Choosing Best File Format (Part 1)

by Jun 29, 2023

PowerShell supports a wide variety of text file formats, so what’s the best way to save and read data?

This largely depends on the type of data, so here is the first part of a practical guideline:

  • One-Dimensional: when data has just one dimension, i.e., lists with server names, it is best to save this as a plain text file. The cmdlets of choice use the “Content” noun: Get-Content reads, Set-Content writes, Add-Content appends. Plain text files store string arrays. Caveat: when saving and reading you need to use the same text encoding, so best use UTF8. Caveat #2: Add -ReadCount 0 parameter if you want to read the string array file content to a variable. This is multiple times faster than by default.
  • Two-Dimensional: data that comes in columns and rows is best saved as CSV. The cmdlets of choice use the “Csv” noun: Export-Csv, Import-Csv. CSV-files store arrays of objects. The CSV column names define the object properties.

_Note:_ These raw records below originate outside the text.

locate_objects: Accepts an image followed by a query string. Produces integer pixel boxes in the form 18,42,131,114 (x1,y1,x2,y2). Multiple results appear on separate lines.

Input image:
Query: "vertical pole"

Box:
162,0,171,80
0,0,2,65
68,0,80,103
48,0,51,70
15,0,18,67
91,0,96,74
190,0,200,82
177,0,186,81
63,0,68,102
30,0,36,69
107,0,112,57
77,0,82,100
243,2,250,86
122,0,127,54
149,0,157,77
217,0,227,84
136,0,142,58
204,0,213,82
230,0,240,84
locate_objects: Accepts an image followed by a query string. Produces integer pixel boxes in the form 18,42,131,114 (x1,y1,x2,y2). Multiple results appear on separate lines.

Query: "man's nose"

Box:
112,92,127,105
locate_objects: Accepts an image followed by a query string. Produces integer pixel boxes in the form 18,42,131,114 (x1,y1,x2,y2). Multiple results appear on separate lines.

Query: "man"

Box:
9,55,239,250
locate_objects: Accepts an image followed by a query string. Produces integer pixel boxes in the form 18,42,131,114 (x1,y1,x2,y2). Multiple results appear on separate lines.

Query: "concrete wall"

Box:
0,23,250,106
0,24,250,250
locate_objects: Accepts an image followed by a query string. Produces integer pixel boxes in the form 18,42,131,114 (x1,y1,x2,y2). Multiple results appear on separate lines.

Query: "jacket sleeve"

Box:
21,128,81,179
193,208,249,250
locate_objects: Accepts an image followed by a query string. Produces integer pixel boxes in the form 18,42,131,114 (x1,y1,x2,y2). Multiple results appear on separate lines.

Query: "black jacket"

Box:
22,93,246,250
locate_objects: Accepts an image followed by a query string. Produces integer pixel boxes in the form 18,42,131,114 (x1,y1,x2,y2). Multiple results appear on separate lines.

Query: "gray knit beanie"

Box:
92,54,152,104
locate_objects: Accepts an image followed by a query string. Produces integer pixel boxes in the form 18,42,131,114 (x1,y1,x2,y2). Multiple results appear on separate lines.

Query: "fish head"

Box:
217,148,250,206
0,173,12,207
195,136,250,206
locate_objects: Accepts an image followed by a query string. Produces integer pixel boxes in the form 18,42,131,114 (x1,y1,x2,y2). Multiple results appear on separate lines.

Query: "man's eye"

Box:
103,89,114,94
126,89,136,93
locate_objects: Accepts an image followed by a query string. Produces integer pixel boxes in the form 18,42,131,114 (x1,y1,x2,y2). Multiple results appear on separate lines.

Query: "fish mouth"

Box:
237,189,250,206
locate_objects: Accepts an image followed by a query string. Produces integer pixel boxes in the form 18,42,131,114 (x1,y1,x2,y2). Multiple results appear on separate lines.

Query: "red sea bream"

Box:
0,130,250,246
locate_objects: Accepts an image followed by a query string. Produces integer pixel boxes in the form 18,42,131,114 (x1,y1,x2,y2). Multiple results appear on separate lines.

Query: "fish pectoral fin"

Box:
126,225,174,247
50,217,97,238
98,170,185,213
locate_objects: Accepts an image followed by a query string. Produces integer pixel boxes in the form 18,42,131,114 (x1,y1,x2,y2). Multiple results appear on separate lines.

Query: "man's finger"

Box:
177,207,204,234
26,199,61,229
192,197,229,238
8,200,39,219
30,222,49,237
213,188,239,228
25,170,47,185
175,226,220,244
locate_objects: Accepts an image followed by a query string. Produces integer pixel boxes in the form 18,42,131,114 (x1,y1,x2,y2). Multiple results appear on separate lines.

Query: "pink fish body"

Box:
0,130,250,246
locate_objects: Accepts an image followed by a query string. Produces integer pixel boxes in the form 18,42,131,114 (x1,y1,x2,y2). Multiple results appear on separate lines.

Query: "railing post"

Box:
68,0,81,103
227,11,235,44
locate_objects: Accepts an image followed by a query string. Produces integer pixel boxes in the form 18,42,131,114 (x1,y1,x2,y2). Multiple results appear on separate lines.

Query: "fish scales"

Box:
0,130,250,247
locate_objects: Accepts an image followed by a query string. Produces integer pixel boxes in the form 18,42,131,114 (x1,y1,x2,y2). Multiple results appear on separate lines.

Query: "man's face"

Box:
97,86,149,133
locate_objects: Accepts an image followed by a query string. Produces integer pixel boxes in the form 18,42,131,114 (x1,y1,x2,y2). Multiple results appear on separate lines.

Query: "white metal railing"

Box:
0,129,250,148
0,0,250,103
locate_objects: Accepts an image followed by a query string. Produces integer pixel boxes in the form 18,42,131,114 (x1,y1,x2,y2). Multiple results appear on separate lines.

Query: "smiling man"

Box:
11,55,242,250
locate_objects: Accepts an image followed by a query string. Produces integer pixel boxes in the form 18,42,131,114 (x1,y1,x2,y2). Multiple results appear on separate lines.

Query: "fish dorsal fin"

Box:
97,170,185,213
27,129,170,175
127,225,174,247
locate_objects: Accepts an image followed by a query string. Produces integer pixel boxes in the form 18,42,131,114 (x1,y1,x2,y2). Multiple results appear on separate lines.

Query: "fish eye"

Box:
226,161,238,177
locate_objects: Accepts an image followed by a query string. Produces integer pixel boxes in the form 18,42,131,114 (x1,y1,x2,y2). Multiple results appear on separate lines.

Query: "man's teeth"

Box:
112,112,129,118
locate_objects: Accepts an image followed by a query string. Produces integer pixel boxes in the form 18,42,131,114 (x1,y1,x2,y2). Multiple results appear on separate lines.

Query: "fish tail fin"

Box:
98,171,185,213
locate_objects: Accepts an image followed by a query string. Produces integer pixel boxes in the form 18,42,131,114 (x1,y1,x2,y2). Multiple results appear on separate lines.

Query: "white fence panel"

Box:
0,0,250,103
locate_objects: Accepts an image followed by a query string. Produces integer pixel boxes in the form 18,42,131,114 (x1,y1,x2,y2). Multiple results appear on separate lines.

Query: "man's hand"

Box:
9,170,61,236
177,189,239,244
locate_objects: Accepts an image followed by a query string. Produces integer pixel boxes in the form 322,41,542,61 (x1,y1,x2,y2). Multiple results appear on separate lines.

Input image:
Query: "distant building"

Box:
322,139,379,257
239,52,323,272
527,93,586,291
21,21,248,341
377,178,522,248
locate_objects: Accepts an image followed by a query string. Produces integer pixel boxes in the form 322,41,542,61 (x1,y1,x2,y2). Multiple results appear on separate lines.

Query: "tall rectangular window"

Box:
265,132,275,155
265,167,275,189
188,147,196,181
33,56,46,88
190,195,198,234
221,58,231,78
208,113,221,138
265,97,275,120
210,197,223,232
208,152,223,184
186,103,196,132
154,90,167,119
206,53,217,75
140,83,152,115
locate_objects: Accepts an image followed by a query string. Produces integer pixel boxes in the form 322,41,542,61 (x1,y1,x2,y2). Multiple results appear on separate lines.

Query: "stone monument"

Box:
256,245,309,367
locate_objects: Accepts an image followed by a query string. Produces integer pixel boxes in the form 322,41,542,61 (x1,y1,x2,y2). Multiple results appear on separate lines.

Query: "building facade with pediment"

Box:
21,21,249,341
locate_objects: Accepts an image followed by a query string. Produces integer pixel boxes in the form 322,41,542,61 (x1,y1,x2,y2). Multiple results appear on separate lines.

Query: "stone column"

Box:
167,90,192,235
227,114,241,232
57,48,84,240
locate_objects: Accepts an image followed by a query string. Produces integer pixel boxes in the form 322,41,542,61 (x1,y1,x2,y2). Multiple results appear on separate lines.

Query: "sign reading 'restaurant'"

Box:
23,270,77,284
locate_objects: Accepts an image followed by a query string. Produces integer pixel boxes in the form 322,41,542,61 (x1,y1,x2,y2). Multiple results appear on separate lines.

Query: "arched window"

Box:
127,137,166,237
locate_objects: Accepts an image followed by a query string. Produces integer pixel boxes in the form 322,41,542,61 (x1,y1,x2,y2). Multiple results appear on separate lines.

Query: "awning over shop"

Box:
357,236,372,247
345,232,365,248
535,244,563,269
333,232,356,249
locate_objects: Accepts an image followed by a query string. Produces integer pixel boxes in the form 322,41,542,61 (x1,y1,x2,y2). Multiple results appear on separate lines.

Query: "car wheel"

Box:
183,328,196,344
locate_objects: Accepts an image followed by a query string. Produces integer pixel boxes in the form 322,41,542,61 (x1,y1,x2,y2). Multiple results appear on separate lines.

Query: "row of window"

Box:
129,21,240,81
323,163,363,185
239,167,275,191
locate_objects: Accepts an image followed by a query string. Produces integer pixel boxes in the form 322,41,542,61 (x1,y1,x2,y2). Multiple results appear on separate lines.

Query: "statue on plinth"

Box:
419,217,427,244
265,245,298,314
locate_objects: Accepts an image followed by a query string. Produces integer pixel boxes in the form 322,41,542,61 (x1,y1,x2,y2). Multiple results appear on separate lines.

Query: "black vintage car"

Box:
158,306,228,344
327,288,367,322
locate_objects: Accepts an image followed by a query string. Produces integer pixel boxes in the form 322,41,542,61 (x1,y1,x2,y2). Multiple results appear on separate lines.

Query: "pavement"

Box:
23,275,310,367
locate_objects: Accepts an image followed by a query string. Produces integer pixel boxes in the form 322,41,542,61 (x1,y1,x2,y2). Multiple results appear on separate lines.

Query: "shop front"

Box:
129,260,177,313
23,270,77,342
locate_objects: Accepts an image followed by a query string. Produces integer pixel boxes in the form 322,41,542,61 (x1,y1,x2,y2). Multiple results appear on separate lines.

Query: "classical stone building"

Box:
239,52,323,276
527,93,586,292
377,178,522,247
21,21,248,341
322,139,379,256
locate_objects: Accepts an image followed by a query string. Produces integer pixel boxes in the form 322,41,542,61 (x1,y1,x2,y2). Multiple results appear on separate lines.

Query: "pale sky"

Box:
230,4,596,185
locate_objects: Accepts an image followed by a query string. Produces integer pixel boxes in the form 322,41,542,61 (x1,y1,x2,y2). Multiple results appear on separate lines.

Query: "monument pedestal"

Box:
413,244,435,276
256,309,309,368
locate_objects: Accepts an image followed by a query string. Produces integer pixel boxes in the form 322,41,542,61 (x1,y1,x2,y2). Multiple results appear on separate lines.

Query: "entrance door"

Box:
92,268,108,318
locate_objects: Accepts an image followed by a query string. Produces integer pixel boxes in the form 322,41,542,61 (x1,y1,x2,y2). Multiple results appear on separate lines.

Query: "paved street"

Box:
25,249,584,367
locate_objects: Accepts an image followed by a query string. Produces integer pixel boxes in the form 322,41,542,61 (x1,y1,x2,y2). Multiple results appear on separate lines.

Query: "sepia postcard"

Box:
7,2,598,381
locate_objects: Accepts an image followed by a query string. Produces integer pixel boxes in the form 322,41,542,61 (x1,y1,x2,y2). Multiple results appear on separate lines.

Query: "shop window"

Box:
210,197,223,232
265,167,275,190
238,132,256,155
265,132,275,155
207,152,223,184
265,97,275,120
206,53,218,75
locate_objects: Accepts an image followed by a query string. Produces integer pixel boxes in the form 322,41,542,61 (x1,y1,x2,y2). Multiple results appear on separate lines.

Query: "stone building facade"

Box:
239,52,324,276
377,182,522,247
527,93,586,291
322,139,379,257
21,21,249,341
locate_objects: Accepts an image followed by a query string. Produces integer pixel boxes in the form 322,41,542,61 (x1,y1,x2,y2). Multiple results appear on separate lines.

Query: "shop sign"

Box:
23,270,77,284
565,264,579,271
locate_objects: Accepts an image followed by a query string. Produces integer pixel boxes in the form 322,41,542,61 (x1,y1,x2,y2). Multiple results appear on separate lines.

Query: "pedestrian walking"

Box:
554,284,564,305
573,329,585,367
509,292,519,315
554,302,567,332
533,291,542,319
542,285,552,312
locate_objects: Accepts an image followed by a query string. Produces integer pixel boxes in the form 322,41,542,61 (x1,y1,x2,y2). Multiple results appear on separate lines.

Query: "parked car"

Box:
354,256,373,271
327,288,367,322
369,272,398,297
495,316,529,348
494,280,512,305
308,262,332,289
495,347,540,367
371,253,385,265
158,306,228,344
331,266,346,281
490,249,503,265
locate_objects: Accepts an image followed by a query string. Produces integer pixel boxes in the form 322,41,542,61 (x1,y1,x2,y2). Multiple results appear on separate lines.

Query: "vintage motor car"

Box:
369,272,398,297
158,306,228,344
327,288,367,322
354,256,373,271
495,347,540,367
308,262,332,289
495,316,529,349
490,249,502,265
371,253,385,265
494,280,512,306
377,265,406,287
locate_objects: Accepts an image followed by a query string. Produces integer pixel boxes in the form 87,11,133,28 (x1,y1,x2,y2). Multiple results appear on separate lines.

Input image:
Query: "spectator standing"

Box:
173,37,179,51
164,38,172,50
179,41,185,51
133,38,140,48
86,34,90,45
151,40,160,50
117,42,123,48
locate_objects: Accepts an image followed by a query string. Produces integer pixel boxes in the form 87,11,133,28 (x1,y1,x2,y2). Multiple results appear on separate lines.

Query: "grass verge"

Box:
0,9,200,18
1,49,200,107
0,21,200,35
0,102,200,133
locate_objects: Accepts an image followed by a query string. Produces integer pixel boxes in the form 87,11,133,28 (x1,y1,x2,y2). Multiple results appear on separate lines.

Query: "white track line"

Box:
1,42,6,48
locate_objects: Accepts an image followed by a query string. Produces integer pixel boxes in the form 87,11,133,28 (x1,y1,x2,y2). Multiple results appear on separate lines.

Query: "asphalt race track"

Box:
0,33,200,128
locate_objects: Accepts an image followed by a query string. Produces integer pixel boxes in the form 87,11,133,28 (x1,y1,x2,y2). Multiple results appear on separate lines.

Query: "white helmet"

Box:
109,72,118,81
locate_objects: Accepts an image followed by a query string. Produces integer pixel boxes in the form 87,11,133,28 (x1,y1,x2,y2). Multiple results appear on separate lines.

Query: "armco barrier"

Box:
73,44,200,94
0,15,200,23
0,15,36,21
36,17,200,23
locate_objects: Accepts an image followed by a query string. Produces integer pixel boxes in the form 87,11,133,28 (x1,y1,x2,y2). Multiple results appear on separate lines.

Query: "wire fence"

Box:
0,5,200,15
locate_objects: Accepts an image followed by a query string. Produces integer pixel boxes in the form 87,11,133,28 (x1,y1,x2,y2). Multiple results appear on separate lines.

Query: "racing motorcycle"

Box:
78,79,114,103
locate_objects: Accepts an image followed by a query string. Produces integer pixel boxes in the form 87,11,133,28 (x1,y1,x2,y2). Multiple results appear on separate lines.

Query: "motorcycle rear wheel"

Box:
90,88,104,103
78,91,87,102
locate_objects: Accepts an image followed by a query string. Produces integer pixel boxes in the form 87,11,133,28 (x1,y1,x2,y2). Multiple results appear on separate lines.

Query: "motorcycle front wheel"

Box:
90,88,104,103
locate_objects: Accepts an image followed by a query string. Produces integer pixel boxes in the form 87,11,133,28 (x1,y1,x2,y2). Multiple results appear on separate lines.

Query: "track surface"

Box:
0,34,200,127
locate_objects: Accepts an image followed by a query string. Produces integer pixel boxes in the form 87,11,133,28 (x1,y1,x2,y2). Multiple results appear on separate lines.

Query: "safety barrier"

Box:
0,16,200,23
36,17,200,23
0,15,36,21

Caveat: since CSV is based on text, make sure you actively choose a good text encoding such as UTF8. Caveat #2: CSV files can use many different delimiters so either use -Delimiter to make sure *you* define the delimiter at all times, or use -UseCulture if you want to make sure the automatically selected delimiter matches other applications *on the same system*, i.e., when you plan to open the CSV file later with Microsoft Excel.